Hey everyone,
I’m currently experimenting with Inferentia chips on AWS with Sagemaker realtime inference endpoints and I’m running into issues related to different workers on the instance.
I have a model based on XLM-Roberta-base and I’m using Inf1.xlarge instances with the following code to compile the model :
import os
import tensorflow
import torch
import torch.neuron
from transformers import AutoTokenizer, AutoModel, AutoModelForSequenceClassification
NUM_CORES = 4
# load tokenizer and model
tokenizer = AutoTokenizer.from_pretrained('./model-folder/')
model = AutoModelForSequenceClassification.from_pretrained('./model-folder/', torchscript=True)
# create dummy input for max length 512
dummy_input = "dummy input which will be padded later"
max_length = 512
embeddings = tokenizer(dummy_input, max_length=max_length, padding="max_length", return_tensors="pt")
neuron_inputs = tuple(embeddings.values())
# compile model with torch.neuron.trace and update config
model_neuron = torch.neuron.trace(model, neuron_inputs,
compiler_args=['--neuroncore-pipeline-cores', str(NUM_CORES)],
verbose=1)
model.config.update({"traced_sequence_length": max_length})

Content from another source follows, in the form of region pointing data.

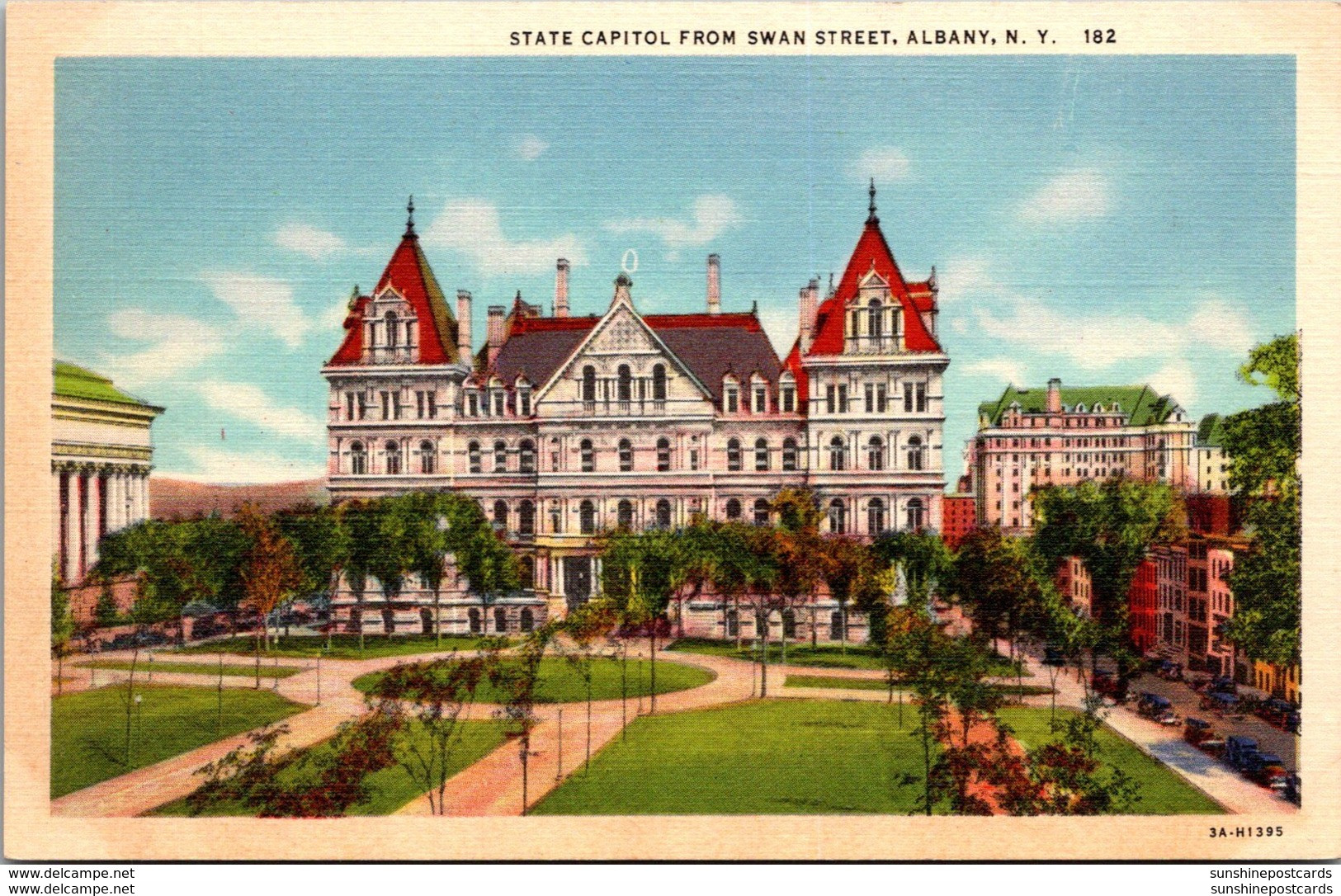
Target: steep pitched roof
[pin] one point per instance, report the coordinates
(1140, 404)
(409, 274)
(71, 381)
(1210, 432)
(872, 254)
(708, 345)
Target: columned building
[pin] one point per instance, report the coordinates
(568, 426)
(101, 456)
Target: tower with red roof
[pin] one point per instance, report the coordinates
(569, 426)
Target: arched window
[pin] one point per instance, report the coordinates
(837, 516)
(876, 516)
(626, 383)
(762, 512)
(589, 384)
(837, 454)
(876, 454)
(761, 454)
(915, 514)
(659, 383)
(915, 452)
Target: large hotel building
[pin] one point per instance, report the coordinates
(566, 426)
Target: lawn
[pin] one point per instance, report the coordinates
(248, 670)
(390, 788)
(89, 729)
(561, 681)
(763, 757)
(1163, 792)
(833, 656)
(879, 684)
(343, 647)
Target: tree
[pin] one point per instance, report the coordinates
(437, 694)
(62, 625)
(1263, 446)
(270, 570)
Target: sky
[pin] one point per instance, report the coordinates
(1104, 220)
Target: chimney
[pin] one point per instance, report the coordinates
(493, 332)
(463, 325)
(809, 304)
(561, 289)
(714, 285)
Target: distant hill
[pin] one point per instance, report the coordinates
(182, 499)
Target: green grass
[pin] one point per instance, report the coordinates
(343, 647)
(880, 684)
(267, 671)
(561, 681)
(89, 729)
(1163, 790)
(763, 757)
(832, 656)
(390, 788)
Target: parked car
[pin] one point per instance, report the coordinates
(1239, 750)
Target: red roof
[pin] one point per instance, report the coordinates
(873, 252)
(409, 274)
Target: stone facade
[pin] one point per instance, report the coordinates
(1032, 437)
(566, 426)
(101, 456)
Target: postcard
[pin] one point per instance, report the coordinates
(605, 431)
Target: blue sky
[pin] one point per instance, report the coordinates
(1103, 220)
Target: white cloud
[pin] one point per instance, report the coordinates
(999, 369)
(250, 403)
(712, 216)
(1070, 196)
(176, 344)
(781, 325)
(309, 240)
(530, 148)
(884, 163)
(1176, 379)
(235, 467)
(262, 302)
(474, 229)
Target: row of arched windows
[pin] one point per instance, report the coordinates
(626, 385)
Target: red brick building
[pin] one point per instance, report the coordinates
(958, 518)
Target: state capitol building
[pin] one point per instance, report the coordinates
(572, 424)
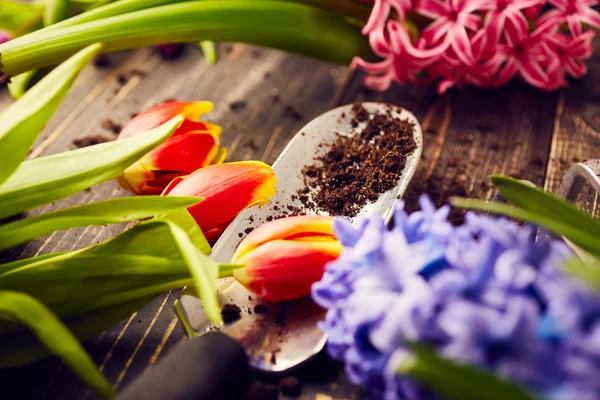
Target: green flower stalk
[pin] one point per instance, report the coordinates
(287, 26)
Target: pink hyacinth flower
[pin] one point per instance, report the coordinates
(507, 16)
(455, 73)
(4, 36)
(574, 13)
(525, 59)
(569, 53)
(452, 19)
(381, 12)
(402, 60)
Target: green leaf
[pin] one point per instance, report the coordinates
(209, 49)
(204, 271)
(20, 347)
(588, 273)
(19, 84)
(577, 234)
(534, 198)
(112, 211)
(22, 121)
(20, 18)
(186, 222)
(56, 11)
(51, 178)
(543, 209)
(457, 381)
(151, 258)
(111, 10)
(55, 336)
(279, 24)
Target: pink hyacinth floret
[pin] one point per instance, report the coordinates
(4, 36)
(483, 43)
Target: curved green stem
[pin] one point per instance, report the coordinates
(287, 26)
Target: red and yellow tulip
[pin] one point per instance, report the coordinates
(286, 256)
(193, 145)
(226, 189)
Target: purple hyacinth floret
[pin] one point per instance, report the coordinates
(485, 293)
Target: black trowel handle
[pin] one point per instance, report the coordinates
(212, 366)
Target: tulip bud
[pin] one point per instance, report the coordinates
(226, 190)
(192, 146)
(286, 256)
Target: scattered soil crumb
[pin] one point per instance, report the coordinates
(537, 161)
(290, 386)
(230, 313)
(291, 112)
(90, 140)
(261, 391)
(237, 105)
(124, 77)
(112, 126)
(280, 317)
(260, 309)
(358, 167)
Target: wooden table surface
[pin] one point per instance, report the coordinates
(262, 98)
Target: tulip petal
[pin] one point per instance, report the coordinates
(157, 115)
(284, 270)
(227, 189)
(176, 156)
(285, 228)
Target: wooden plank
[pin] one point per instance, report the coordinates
(278, 92)
(577, 131)
(470, 134)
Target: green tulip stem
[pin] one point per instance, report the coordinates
(287, 26)
(227, 270)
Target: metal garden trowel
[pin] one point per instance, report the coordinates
(268, 337)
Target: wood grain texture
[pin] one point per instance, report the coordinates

# save tokenizer, neuron model and config for later use
save_dir = "tmp"
os.makedirs("tmp", exist_ok=True)
model_neuron.save(os.path.join(save_dir, "neuron_model.pt"))
tokenizer.save_pretrained(save_dir)
model.config.save_pretrained(save_dir)
and the following inference code
import os
from transformers import AutoConfig, AutoTokenizer
import torch
import torch.neuron
# To use one neuron core per worker
os.environ["NEURON_RT_NUM_CORES"] = "4"
# saved weights name
AWS_NEURON_TRACED_WEIGHTS_NAME = "neuron_model.pt"
def model_fn(model_dir):
# load tokenizer and neuron model from model_dir
tokenizer = AutoTokenizer.from_pretrained(model_dir)
model = torch.jit.load(os.path.join(model_dir, AWS_NEURON_TRACED_WEIGHTS_NAME))
model_config = AutoConfig.from_pretrained(model_dir)
return model, tokenizer, model_config
def predict_fn(data, model_tokenizer_model_config):
model, tokenizer, model_config = model_tokenizer_model_config
inputs = data.pop("inputs", data)
embeddings = tokenizer(
inputs,
return_tensors="pt",
max_length=model_config.traced_sequence_length,
padding="max_length",
truncation=True,
)
# convert to tuple for neuron model
neuron_inputs = tuple(embeddings.values())
with torch.no_grad():
predictions = model(*neuron_inputs)[0]
scores = torch.nn.Softmax(dim=1)(predictions)
# return dictonary, which will be json serializable
return [{"label": model_config.id2label[item.argmax().item()],
"score": item.max().item()} for item in scores]
As soon as the instance goes up the Batch Aggregator seems to die :
com.amazonaws.ml.mms.wlm.BatchAggregator - Load model failed: model, error: Worker died.
I believe it tries to spin up 4 workers as I see 4 different log lines with the following (different IDs)
W-9000-model-stdout com.amazonaws.ml.mms.wlm.WorkerLifeCycle - Model model loaded io_fd=b25073fffe1fd064-00000014-00000003-e6d88c0435246fc4-b7d161f3
Calling the endpoint sometimes works but most of the time results in the following error :
ERROR NRT:nrt_allocate_neuron_cores NeuronCore(s) not available - Requested:4 Available:0
I believe that the number of workers would be automatically set such that all Neuron Cores are used (4 in this case), however it seems to want to spawn 4 workers despite the fact that one worker already uses all 4 available cores. Am I misunderstanding something?
When I try to switch to using a single Neuron core, I get memory allocation errors, likely as expected because 8GB is not enough to fit 4 copies of XLM Roberta base.
Any pointers to resolve these issues would be helpful. Thank you!